Tickled is lot of fun when the story begins, and Farrier himself seems to be amused by the strange world of tickling he’s begun to discover, but as he and Reeves learn more about the company behind the initial video things take a turn for the criminal that is both bizarre and incredibly disturbing. I don’t know what Farrier planned to find when he initially began exploring the competitive tickling league, but it’s probably safe to say it’s not what is ultimately captured in this documentary. Very few people know anything about the entity creating the videos, and of those involved that Farrier and Reeve are able to identify very few have anything they wish to say on record. To say anything more would be to say too much, as the real story of Tickled is something that deserves to be witnessed while knowing as little about the world the filmmakers have chosen to explore. They knew nothing going in, and the film works best if the same can be said for the viewer.
Farrier and Reeve are careful to stay on topic throughout the film without making all tickling fetishists out to be criminals, freaks, or wrongdoers in any way. There is a genuine sense of curiosity to their every move, and like all good investigators they seek guidance and understanding in people more well-versed on the subject than themselves. Some offer insight in the mystery of the company harassing Farrier, while others enlighten the audience to the world of tickling. Even Farrier himself submits to a proper tickling experience (though whether or not a complete video of this act exists online is something I haven’t built up the courage to add to my Google search history).
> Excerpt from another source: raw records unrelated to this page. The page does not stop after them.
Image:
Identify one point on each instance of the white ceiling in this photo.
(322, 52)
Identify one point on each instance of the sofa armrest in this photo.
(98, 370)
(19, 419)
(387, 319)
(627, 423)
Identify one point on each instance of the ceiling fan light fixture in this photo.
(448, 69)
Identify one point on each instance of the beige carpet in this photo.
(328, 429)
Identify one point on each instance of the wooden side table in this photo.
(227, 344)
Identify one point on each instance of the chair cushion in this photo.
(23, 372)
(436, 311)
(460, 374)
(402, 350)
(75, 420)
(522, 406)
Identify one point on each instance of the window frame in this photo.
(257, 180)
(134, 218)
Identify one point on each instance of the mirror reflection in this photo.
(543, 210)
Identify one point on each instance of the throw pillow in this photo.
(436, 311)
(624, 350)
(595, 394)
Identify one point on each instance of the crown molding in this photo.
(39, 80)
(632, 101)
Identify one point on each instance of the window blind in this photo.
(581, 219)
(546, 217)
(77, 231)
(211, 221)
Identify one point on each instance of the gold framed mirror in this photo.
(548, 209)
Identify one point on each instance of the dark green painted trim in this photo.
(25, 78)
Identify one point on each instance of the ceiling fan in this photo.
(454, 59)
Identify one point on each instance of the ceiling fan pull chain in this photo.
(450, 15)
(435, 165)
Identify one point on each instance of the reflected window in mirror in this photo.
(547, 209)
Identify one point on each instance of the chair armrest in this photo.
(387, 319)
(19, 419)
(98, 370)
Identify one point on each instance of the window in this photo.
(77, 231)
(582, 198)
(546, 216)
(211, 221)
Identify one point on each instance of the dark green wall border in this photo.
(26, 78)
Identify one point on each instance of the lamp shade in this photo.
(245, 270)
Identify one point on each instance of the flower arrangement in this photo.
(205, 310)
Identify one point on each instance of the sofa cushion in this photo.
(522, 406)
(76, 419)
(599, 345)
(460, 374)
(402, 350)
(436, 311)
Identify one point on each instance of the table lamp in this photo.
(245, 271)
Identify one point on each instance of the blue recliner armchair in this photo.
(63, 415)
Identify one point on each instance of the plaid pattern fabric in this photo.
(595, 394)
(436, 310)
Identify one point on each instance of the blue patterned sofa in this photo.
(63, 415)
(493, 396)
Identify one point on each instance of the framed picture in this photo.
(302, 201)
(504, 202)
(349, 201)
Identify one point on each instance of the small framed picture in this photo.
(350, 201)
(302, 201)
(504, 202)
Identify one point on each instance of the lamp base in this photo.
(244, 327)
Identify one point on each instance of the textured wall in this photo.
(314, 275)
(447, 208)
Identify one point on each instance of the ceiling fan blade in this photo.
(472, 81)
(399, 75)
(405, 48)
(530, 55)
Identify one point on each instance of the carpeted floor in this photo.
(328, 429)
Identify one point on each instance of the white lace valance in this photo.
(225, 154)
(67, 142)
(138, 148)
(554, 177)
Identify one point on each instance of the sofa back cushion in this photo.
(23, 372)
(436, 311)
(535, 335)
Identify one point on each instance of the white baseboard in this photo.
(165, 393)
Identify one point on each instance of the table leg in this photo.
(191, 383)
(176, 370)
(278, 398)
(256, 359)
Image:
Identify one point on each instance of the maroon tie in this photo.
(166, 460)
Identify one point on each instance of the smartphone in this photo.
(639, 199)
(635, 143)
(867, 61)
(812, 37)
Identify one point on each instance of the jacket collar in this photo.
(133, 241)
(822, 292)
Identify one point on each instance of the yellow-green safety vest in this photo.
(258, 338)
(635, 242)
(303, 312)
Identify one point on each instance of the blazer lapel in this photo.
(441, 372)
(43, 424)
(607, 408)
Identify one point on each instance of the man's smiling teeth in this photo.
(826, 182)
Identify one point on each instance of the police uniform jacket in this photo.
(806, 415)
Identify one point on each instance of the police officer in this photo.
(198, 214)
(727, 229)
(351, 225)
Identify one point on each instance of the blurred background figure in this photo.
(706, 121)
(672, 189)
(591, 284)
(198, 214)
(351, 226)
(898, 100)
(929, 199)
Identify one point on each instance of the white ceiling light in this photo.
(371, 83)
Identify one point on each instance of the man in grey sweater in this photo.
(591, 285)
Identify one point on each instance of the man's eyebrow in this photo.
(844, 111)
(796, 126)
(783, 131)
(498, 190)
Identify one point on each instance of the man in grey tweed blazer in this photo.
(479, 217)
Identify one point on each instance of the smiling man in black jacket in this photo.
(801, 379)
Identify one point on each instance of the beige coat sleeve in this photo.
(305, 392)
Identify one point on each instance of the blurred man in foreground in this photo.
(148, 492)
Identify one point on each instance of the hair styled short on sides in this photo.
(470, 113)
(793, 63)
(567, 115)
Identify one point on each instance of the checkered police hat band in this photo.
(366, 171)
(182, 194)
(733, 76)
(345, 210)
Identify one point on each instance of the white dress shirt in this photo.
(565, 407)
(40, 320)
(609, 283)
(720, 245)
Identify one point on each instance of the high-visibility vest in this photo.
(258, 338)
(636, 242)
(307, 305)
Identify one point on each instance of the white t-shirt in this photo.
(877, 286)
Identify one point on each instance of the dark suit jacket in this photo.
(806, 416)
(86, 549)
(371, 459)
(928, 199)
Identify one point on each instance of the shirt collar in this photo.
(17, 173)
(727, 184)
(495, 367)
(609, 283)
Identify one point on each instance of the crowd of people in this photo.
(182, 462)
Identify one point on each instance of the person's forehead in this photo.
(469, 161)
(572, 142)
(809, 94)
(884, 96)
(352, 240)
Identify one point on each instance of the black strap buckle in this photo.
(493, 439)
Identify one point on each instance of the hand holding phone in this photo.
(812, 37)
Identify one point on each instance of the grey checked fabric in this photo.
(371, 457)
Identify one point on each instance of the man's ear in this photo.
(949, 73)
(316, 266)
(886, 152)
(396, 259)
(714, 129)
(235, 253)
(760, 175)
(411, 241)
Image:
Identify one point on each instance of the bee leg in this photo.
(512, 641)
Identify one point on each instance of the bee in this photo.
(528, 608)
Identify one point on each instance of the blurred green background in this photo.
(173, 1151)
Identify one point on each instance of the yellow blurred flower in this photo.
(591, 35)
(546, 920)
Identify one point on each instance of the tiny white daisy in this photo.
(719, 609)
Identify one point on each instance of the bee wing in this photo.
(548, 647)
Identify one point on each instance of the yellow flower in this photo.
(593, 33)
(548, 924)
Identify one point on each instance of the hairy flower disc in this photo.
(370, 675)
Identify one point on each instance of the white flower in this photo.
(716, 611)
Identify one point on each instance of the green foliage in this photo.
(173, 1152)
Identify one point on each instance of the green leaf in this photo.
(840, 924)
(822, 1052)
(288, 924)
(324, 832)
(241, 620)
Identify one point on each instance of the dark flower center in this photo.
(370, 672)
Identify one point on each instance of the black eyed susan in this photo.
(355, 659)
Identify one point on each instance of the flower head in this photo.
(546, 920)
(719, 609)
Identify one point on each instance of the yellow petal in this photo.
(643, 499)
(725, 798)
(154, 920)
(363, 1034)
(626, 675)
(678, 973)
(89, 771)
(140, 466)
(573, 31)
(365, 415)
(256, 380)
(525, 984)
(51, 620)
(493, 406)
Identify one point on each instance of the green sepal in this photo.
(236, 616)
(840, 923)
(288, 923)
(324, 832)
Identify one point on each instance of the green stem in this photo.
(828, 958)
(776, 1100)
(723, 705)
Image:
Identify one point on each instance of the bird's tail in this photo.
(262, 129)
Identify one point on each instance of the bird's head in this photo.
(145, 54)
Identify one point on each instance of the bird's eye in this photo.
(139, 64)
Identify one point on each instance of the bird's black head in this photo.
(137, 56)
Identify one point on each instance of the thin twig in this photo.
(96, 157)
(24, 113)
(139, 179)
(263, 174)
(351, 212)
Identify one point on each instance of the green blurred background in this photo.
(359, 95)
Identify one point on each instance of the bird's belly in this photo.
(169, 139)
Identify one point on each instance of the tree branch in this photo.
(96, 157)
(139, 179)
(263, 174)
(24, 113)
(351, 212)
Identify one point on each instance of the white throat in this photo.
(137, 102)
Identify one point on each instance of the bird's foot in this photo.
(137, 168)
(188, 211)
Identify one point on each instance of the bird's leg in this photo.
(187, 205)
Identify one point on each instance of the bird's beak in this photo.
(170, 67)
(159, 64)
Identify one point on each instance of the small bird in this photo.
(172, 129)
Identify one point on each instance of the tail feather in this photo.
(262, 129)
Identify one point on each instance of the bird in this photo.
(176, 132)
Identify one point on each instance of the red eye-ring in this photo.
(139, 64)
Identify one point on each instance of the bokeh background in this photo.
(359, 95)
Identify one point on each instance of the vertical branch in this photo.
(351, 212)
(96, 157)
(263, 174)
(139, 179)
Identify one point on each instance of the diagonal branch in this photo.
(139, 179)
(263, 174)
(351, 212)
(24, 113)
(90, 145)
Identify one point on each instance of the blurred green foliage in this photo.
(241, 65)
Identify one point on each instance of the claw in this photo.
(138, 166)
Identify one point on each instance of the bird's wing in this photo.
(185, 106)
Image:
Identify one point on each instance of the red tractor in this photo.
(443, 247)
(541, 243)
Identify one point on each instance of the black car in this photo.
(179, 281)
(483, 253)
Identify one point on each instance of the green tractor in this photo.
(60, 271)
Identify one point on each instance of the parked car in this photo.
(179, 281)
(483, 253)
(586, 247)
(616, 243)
Ripe with mystery and intrigue, Tickled is one of the best documentaries in years, if not of all time. Filmmakers David Farrier and Dylan Reeve have crafted a taut and endlessly compelling investigative feature that is as gripping as any true crime story could hope to be, and in the process they have pulled back the curtain on one of the internet’s more peculiar communities without pulling or throwing a single punch. The fact this movie even exists is a miracle, and that it will soon be available for mass consumption is almost impossible to believe. That said, it deserves to be seen, and if we’re lucky there will be many more films like it produced in the coming years. Tickled sets a new standard for investigative journalism in film, and it does so with such vigor that it’s hard to imagine anyone walking away unchanged by the experience.